The Bosnian public TV broadcaster has been at the centre of a related dispute over the future of national institutions. Nationalist Serb and Croat politicians have encouraged citizens not to pay the licence fee, and the complex system of governance means little can be done to enforce payment, Neven Andjelic from Regent’s University London explains. This means the national broadcaster is heavily in debt, and cannot participate in Eurovision until it pays off the debt it has built up with the European Broadcasting Union, which runs the contest.

“The one thing they [Bosnians] can get behind as a nation is their national [football] team,” says Ellen. Popular and unifying events for Bosnia have become a target for rival nationalists to undermine and promote their own nationalist values. For example, there are demands to set up a Croatian-only broadcaster out of the city of Mostar, something Ellen describes as a “power play” by the Croats.

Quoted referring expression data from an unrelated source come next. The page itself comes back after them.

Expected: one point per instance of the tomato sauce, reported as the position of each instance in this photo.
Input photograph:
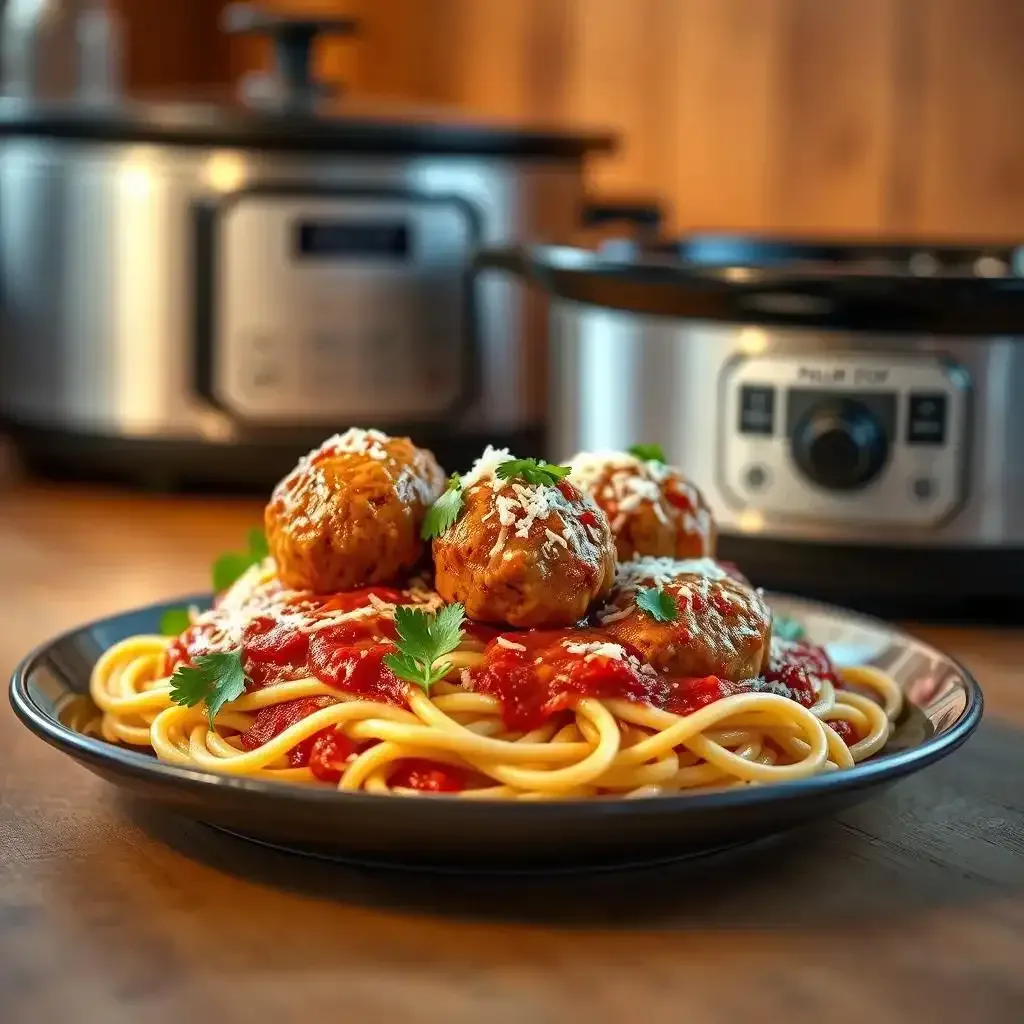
(534, 674)
(547, 671)
(802, 669)
(427, 776)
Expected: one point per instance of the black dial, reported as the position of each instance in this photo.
(840, 444)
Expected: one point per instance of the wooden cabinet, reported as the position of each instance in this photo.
(849, 116)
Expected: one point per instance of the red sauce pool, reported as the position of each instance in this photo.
(534, 674)
(541, 676)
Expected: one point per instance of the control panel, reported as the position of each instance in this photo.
(340, 308)
(845, 438)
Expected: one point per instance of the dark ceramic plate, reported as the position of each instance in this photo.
(944, 707)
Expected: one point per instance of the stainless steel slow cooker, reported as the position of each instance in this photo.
(852, 413)
(203, 291)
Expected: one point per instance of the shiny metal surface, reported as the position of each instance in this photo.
(617, 379)
(99, 286)
(53, 49)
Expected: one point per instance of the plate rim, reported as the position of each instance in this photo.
(895, 766)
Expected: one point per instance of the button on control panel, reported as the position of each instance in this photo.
(926, 419)
(757, 410)
(850, 438)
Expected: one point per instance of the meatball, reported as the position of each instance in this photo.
(652, 508)
(524, 554)
(349, 513)
(722, 627)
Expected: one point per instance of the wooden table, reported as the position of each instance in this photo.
(912, 905)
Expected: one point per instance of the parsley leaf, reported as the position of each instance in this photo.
(787, 629)
(647, 453)
(174, 622)
(423, 638)
(532, 471)
(444, 511)
(228, 567)
(258, 547)
(659, 605)
(214, 680)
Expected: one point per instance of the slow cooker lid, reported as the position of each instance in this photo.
(291, 111)
(962, 295)
(348, 127)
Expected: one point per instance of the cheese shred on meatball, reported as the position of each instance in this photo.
(349, 514)
(524, 554)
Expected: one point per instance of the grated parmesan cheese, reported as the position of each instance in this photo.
(596, 649)
(629, 481)
(657, 571)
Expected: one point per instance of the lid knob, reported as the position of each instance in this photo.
(293, 40)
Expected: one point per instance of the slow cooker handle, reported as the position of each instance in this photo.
(645, 215)
(293, 39)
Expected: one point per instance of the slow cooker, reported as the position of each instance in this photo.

This did not have to be the case. The musical culture of the former Yugoslavia is now largely a shared market. In recent years, several musicians have represented different states of the former Yugoslavia in Eurovision, with Vukašin Brajić competing as part of a band for Serbia in 2009 and then Bosnia and Herzegovina in 2010, and the band Feminnem representing Bosnia and Herzegovina in 2005 and Croatia in 2010. Immediately after the peace agreement in 1995, Andjelic explains, Bosnia and Herzegovina would unofficially revolve its Eurovision entry between the three ethnic communities (Bosniak, Serb and Croat) – awkwardly replicating some of the practices of Yugoslavia to ensure ethnic balance and representation.

People in Bosnia are now “genuinely fearing for the future of their country”, says Ellen. The country has continued to function under a set of institutions designed to end the war and not promote the peace, and those are breaking down. However, he feels the most positive development is the election of Joe Biden because the new US president is engaged with the issues in the region.

Still, when Eurovision is broadcast this year, Bosnia and Herzegovina will again be absent, and that is a concerning sign. According to Andjelic: “Giving up on Eurovision reflects the state of state-owned television and the state of Bosnia and Herzegovina.”